By Claudia Ringler. This post originally appeared in African Leadership Magazine.
Can sub-Saharan Africa feed itself: This is a question that has been asked for decades, but no satisfying answer has been found up to now—and is unlikely to be found in the near to medium-term future. Why? The region is adding more than 1 billion people over the next 30 years, in just over a single generation. Most of the added population will reside in urban areas and demand more access to dairy and meat products, as well as to cereals, vegetables and fruits, fats, oils and sugars than the previous generation did, which resided largely in rural areas. This projected increase is juxtaposed with continued low agricultural productivity compared to the rest of the world. Cereal yields in 2016 (centered 3-year average across 2015-2017) averaged 1.5 tons per ha in Sub-Saharan Africa, compared with 7.2 tons in North America, 4.8 tons in South America and 4.1 tons across Asia. While recent growth in Sub-Saharan Africa has been remarkable, at 1.8 percent per year, at this rate it would still take the region 55 years to achieve today’s Asian average cereal yield. The region also faces the largest inter-annual variability in precipitation and climate change is already affecting onset and volumes of precipitation. Combined with civil strife and unrest in various parts of the region, food insecurity has been climbing over the last several years and the number of undernourished people in Sub-Saharan Africa is according to the latest UN reports on Food Security and Nutrition estimated to have risen from 181 million in 2010 to almost 222 million in 2016, an increase of 23% in six years, and –based on current projections – may have increased further to more than 236 million by 2017. This adverse trend is wiping out much of the progress that has been made over the last decade.
Thus, it is not surprising that a 2016 study found that for countries in Sub-Saharan Africa to maintain current food self-sufficiency levels of around 80%, they would need to “radically” accelerate rates of yield improvements, or alternatively massively expand land areas, with associated greenhouse gas emissions and biodiversity loss—or increasingly resort to food import dependency.

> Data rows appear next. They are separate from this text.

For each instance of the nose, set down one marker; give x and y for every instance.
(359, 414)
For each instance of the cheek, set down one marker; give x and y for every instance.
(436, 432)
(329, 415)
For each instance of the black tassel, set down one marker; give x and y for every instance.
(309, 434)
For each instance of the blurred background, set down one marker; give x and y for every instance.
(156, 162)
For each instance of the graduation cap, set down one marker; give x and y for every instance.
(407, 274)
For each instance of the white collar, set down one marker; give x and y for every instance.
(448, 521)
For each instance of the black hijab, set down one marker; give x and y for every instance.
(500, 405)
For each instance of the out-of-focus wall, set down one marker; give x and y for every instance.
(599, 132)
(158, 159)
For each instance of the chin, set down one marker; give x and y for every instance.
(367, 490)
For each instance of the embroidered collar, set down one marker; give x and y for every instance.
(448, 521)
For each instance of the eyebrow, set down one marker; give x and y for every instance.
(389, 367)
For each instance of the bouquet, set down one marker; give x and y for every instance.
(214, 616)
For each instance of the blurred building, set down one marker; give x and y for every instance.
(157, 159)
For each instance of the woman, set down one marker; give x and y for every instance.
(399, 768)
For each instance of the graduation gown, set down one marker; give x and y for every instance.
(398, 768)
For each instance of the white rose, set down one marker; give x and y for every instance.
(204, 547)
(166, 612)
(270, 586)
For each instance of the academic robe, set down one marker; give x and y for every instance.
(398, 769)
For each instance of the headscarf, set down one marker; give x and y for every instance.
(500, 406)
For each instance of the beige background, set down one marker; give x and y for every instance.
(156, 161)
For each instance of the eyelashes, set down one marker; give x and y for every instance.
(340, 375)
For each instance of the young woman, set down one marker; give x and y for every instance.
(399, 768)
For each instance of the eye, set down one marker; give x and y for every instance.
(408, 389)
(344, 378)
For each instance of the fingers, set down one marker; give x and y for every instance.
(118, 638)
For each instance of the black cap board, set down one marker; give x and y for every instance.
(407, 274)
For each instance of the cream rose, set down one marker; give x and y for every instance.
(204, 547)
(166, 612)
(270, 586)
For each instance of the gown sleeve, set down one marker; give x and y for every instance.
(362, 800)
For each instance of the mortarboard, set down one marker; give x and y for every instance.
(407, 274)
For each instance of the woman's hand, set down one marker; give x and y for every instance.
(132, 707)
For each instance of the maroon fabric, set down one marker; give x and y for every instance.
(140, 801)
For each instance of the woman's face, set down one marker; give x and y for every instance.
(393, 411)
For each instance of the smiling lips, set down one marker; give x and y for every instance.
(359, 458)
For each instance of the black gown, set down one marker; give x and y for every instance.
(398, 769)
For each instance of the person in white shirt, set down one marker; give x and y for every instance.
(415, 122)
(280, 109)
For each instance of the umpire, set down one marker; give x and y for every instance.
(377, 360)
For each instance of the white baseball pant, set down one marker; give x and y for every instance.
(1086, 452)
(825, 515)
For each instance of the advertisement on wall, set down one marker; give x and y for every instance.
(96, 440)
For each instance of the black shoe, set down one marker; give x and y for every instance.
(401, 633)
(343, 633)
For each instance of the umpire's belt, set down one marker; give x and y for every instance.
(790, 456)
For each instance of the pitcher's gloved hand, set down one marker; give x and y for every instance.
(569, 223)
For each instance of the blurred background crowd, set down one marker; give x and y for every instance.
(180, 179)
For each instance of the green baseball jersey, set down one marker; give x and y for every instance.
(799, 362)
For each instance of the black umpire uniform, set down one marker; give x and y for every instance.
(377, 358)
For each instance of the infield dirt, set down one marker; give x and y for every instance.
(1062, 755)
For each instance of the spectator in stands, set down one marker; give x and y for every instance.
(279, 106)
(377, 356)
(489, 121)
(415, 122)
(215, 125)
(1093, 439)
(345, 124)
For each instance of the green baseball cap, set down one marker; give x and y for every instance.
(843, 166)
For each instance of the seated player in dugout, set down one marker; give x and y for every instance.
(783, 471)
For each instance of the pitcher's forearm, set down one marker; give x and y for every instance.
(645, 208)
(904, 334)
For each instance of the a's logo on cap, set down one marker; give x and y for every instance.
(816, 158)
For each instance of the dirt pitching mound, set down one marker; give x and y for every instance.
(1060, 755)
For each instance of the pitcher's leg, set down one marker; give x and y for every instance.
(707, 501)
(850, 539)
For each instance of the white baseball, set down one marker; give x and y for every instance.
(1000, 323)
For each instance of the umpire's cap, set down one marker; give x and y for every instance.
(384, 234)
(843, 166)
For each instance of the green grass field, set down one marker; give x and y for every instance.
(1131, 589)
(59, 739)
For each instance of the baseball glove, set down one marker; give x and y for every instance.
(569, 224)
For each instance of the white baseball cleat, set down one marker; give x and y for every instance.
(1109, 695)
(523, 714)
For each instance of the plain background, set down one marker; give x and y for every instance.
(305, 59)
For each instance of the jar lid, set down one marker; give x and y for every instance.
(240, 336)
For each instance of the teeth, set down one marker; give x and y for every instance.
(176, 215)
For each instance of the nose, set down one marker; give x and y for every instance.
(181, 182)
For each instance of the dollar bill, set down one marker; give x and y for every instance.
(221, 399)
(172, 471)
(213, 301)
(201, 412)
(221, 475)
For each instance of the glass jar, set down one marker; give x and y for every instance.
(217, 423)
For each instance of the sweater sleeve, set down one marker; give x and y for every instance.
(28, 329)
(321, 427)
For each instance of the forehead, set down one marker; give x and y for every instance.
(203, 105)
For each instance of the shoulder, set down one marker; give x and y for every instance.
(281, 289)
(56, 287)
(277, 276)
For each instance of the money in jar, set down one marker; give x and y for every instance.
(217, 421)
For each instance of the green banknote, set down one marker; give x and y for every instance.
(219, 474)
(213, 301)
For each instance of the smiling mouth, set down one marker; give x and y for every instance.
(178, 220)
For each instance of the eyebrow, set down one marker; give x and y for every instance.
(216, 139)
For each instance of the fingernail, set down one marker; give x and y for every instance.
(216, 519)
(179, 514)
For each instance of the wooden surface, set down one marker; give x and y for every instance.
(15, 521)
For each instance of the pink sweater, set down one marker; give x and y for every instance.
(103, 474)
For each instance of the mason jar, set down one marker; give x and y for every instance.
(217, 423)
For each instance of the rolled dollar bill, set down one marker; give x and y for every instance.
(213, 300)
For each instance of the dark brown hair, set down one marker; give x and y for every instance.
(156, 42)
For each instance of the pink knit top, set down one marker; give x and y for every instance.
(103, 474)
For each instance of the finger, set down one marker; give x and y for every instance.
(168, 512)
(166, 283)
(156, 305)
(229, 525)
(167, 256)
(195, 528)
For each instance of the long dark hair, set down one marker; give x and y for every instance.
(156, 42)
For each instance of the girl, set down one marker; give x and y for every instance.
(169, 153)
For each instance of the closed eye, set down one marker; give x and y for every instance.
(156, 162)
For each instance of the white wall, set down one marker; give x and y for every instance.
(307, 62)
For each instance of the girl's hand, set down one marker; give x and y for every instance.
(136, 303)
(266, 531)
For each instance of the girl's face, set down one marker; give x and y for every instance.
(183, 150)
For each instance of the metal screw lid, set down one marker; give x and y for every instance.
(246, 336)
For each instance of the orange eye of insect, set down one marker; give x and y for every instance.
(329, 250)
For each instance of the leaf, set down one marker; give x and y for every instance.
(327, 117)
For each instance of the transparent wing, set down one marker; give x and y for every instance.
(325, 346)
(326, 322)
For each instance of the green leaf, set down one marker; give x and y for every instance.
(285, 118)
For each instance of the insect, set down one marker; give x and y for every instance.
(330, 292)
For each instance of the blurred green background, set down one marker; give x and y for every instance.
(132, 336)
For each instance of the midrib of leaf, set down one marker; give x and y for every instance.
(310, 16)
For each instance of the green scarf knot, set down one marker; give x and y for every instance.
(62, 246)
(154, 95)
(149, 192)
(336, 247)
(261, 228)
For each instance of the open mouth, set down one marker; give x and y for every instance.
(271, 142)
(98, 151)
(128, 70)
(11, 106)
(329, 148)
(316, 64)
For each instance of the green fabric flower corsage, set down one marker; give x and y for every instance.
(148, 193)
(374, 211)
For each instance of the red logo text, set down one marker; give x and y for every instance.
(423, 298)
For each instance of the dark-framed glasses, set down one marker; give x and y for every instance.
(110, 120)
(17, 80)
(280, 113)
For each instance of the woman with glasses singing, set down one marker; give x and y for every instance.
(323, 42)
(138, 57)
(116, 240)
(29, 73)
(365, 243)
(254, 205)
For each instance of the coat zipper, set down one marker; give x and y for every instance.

A new study recently published in Water International focuses on the potential of irrigation in providing food security for the growing population in Sub-Saharan Africa. The study, by the International Food Policy Research Institute, used an integrated biophysical and economic modelling approach to assess quantitatively the irrigation development potential in Sub-Saharan Africa and linked this investment with changes in food security and food import dependency. Focusing on the region’s drylands—that cover 70% of the region’s cropland and are home to half the region’s population and where hunger and malnutrition are most prevalent and crop production most fragile—the study, titled “The role of irrigation development in the region’s drylands for food security” identifies sustainable and profitable irrigated area growth of 3% per year across the region with fastest growth in Central Africa balancing slower growth in Eastern Africa. Across dryland regions, the potential for irrigation expansion in this study is largest in West Africa at around 50% of the irrigation potential in dryland areas in Sub-Saharan Africa; this is followed by East and Southern Africa with more than 20% of total potential each while the potential in Central Africa is smallest, among others, because the sub-region has limited dryland areas. In terms of countries, the potential is largest in Nigeria, followed by Tanzania, Kenya and Malawi. Across the region’s dryland areas, up to 14 million hectares could be sustainably and profitably be converted into irrigated areas.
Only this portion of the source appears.